John Malone’s Liberty Global has upped its stake in British broadcaster ITV to 9.9% from 6.4%. Liberty acquired its stake last July from Rupert Murdoch’s then BSkyB — now called Sky — for $824 million.
ITV is the home of ratings juggernaut Downton Abbey and has been on an aggressive acquisitions spree of late. In June, the company acquired Boom Supervisory Limited, the holding company of Brit TV production banner Twofour Group. The seller was majority shareholder LDC, the private equity arm of Lloyds Banking Group; ITV paid an initial cash consideration of $86 million for 75% of the group. The deal includes a put-and-call option for the remaining 25% that can be exercised at the end of 2017 and between the end of 2019 and 2021.
Additionally, ITV also took full control of Mammoth Screen in June and closed a deal in March to acquire 100% of John De Mol’s Talpa in a deal worth an initial $530 million. In the past two years, the company has bought a string of U.S. and UK production companies, including Big Talk, The Garden and Leftfield Entertainment. One deal that appears to have fallen by the wayside, however, is the mooted purchase of the Weinstein Co’s TV division.
Malone’s Liberty Global has been on its own expansionist tear, closing a deal to acquire Ireland’s TV3 in July. Liberty Global is the largest cable company in the world, with 27 million customers across 14 countries. Assets include Virgin Media, Unity Media and Ziggo. The company is looking to diversify its offering by owning more wireless assets so it can get into the quad play business, offering TV, landline phone, broadband Internet and wireless service.

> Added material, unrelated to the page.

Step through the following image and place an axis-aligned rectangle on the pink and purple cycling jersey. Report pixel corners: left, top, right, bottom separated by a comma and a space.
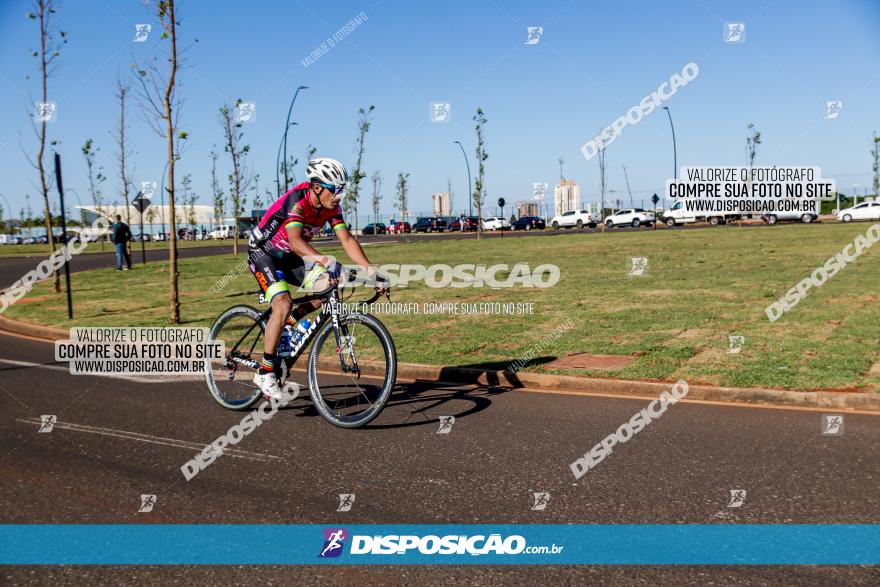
250, 182, 346, 255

It has steadily increased its presence in the UK market, buying pay-TV and broadband company Virgin Media for $24 billion in 2013 in addition to its ITV stake. The company is also currently in talks with Vodafone over an asset sharing agreement with the telco that some believe may lead to Liberty’s eventual takeover of the company. Vodafone reps have denied the talks are related to an acquisition.
Liberty Global, along with Discovery Communications, closed a deal last May to acquire production powerhouse All3Media, which in turn this March closed a deal to acquire Sam Mendes’ Neal Street Productions.
“Given ITV’s operating and stock price performance, we were able to increase our stake to 9.9% with no incremental investment by hedging our existing equity position,” Liberty Global CEO Mike Fries said. “This investment remains an opportunistic one for us in our largest market. ITV is a well-run company with attractive growth potential, and we are pleased to increase our position as their largest shareholder.”
Liberty Global reps confirmed it does not intend to take control over ITV, although it reserves its rights to look at all options in the future.